Ideal Amplifiers are supposed to be "Linear". This means that the output signal is an exact replica of the input signal,
except that it is of a higher amplitude.
Guitar Amplifiers are far from linear. A fortuitous mixture of design
limitations, design errors, limits on the electronic components in the 50's and 60's, actual design features and economic
constraints lead to Guitar Amplifiers that are linear only for small signals and quickly enter non-linear sections of
response for slightly larger signals.
The Guitar is quite an unlikely candidate for lead work. Being a string instrument,
it outputs fairly pure sine waves devoid of rich harmonics. It also lacks sustain when compared to wind instruments.

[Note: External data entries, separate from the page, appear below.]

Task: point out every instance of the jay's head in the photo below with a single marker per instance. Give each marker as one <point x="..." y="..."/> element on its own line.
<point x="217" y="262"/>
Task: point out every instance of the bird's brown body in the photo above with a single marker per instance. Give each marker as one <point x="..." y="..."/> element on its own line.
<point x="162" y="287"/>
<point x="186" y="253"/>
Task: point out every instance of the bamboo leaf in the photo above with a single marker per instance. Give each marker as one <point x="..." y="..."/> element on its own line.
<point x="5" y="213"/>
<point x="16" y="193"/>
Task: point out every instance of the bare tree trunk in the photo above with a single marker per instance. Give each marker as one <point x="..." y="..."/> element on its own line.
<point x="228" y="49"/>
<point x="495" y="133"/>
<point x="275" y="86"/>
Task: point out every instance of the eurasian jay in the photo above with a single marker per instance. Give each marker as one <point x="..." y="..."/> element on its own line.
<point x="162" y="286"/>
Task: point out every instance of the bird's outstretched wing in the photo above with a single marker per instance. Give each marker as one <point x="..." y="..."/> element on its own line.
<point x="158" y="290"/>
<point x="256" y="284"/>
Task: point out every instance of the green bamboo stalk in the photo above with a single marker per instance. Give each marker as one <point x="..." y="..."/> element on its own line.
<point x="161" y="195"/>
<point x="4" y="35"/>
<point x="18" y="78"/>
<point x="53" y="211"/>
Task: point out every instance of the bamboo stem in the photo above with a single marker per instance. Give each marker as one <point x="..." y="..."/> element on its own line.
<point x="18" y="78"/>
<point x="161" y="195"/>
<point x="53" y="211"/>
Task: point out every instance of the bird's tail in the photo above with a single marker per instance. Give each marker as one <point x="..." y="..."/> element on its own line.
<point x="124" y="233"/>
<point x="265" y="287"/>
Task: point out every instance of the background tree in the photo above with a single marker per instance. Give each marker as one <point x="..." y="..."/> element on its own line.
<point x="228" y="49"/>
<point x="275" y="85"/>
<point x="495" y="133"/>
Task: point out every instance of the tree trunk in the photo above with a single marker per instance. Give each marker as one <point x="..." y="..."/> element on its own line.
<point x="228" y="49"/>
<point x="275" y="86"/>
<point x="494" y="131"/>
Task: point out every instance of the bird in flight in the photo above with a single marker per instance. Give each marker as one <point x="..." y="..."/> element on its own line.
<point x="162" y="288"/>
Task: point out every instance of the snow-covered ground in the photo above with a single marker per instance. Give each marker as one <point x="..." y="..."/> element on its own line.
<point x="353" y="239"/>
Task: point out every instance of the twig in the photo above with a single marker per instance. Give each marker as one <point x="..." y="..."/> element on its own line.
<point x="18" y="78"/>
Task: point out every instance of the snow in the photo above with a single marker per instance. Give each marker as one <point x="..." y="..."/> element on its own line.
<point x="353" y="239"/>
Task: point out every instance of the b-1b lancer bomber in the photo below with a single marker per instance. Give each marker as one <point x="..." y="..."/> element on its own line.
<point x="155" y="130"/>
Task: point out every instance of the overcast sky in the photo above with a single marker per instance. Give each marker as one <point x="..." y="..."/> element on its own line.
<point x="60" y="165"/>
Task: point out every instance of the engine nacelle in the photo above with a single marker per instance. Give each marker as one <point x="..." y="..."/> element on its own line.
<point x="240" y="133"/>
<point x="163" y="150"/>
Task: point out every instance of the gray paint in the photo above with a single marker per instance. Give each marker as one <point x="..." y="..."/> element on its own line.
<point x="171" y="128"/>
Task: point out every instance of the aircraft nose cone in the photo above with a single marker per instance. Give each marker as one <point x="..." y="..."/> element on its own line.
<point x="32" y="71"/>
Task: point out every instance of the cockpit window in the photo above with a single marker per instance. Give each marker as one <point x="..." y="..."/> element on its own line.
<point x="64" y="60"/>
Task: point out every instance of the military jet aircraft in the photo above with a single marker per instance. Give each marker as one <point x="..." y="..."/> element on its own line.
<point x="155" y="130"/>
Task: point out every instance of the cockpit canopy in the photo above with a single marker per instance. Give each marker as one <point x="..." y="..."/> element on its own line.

amplifiers have two main effects :
INCREASE IN HARMONIC CONTENT : When an input signal
passes through a non-linear amplifier, the waveform is distorted. It is a mathematically accepted fact that any repetitive
waveform can be broken down into a mix of different sine waves. These sine waves are multiples ( or harmonics) of the main
frequency of the the original waveform.
The more distorted a waveform is, the richer in harmonics it is !
SUSTAIN or COMPRESSION : Most Non linear stages limit the maximum output signal. Suppose we pluck a guitar
string, we first see that the amplitude of the note rises sharply. This is called the "Attack"
phase. Then the amplitude falls a bit in the "Decay" phase. After this the note "Sustains"
for a while and then "Release" stage sees the signal drop to zero. This is known as the ADSR
envelope of the signal.
Suppose our amplifier cannot output amplitude higher than a particular limit as shown by the red line. It will clip of
parts of the signal that are of higher magnitude.
The resultant blue ADSR graph after the clipper shows that the Sustain part of the graph is extended
Early Amplifiers added a lot of tonal character and sustain to Guitars due to their non linearities. The aim of modern
Multi-effect units is to emulate those non linearities as closely as possible !!